View Full Version : Cx00 & Green Screen Problem


Brian Henderson
January 1st, 2017, 09:35 PM
The last time I shot a green screen with my C300, I was having trouble getting my bright green green screen to actually look green on my 17" monitor. It looked more aqua or teal. I tried a few picture profiles and I settled on OFF. I ended up lighting the screen tungsten and the subjects daylight and used the daylight preset WB. (weird, but it worked). Is this some a problem with Canons? Occasionally they do give me some weird colors. Maybe its how the camera sees my particular green screen (a sort of a fuzzy latex material)? I have another green screen shoot this week and I'm wondering if I should just bring my EX3 instead, but I want to give the client the better recording quality. Any thoughts, ideas, experiences, solutions?...

Dave Sperling
January 1st, 2017, 11:04 PM
Have you tried adding green gels to the lights you are using to light the screen?
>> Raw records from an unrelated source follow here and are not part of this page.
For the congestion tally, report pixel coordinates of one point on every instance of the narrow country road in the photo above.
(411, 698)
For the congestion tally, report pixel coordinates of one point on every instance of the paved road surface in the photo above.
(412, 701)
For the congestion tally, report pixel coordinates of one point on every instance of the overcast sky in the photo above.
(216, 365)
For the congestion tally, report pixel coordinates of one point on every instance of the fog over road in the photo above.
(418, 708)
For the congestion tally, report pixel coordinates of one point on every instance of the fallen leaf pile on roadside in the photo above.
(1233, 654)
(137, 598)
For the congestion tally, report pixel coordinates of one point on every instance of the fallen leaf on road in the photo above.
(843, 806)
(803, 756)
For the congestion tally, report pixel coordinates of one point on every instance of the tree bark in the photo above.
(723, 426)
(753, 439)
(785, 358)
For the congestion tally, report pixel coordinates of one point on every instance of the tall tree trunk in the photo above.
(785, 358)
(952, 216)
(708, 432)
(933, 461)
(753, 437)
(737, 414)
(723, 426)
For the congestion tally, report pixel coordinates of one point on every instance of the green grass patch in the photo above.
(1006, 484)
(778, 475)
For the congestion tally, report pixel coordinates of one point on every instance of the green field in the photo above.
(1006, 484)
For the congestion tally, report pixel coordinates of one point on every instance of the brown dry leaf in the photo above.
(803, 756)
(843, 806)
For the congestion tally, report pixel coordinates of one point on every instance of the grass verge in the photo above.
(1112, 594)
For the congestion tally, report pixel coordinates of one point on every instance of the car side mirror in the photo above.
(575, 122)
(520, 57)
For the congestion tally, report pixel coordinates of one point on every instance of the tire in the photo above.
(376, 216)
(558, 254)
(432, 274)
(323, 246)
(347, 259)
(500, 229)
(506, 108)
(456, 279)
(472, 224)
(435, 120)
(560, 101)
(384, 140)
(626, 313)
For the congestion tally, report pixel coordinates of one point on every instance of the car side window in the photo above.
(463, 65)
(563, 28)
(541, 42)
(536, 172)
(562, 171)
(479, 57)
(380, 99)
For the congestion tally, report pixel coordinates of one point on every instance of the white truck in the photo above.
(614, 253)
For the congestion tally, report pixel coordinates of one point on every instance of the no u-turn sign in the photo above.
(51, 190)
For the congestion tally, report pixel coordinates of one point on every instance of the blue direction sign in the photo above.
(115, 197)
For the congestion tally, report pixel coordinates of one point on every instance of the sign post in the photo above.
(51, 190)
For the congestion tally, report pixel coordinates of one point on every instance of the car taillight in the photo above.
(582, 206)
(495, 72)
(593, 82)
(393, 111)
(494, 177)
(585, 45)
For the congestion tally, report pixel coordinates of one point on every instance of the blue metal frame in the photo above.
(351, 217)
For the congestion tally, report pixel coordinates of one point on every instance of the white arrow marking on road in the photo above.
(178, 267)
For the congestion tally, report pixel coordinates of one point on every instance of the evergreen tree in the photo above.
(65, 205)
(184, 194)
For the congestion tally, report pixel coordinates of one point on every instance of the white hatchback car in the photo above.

And put some 1/4 minusgreen on your back and edge lights

Also, are you able to check things out with a scope? I've become a big fan of ScopeBox (using the BMD mini-recorder as a thunderbolt adapter.)

Seth Bloombaum
January 2nd, 2017, 12:59 AM
What Dave said, and...

I think some of Canon's stock profiles are aimed at different renderings of caucasian skin tones, and skew towards the warm, some towards the warm and Magenta.

Magenta is opposite the color wheel from Green, so, it isn't surprising that a profile that works opposite will have some significant affect on Green.

A pure color in the screen and minimum spill is more important that a pure green color. With most of the current keying tools you'll be specing the key color anyways. It's certainly not going to hurt to light the screen tungsten and foreground daylight, but it may not be helping!

My favorite green screen tricks are much like Dave's: Lighting with green Kino-flo bulbs, cheating back/rim lights towards the Magenta (that's minus-green! Green + magenta = white), checking the screen on waveform monitor for eveness, and on vectorscope for color purity, good subject-to-screen distance to control spill...

I've heard various approaches on screen luma intensity. Some insist that the screen should come up to 70-IRE when the subject is properly exposed. I'm usually a little lower than that. I have had screen color issues that have been tamed by bringing more light to the screen. I try to keep the screen north of 60-IRE.

Bob Drummond
January 6th, 2017, 09:38 AM
Canon Log definitely does some weird things to blues and greens. I would probably stick with a standard rec709-based profile for green screen work, like normal 1-4 gamma and color matrix.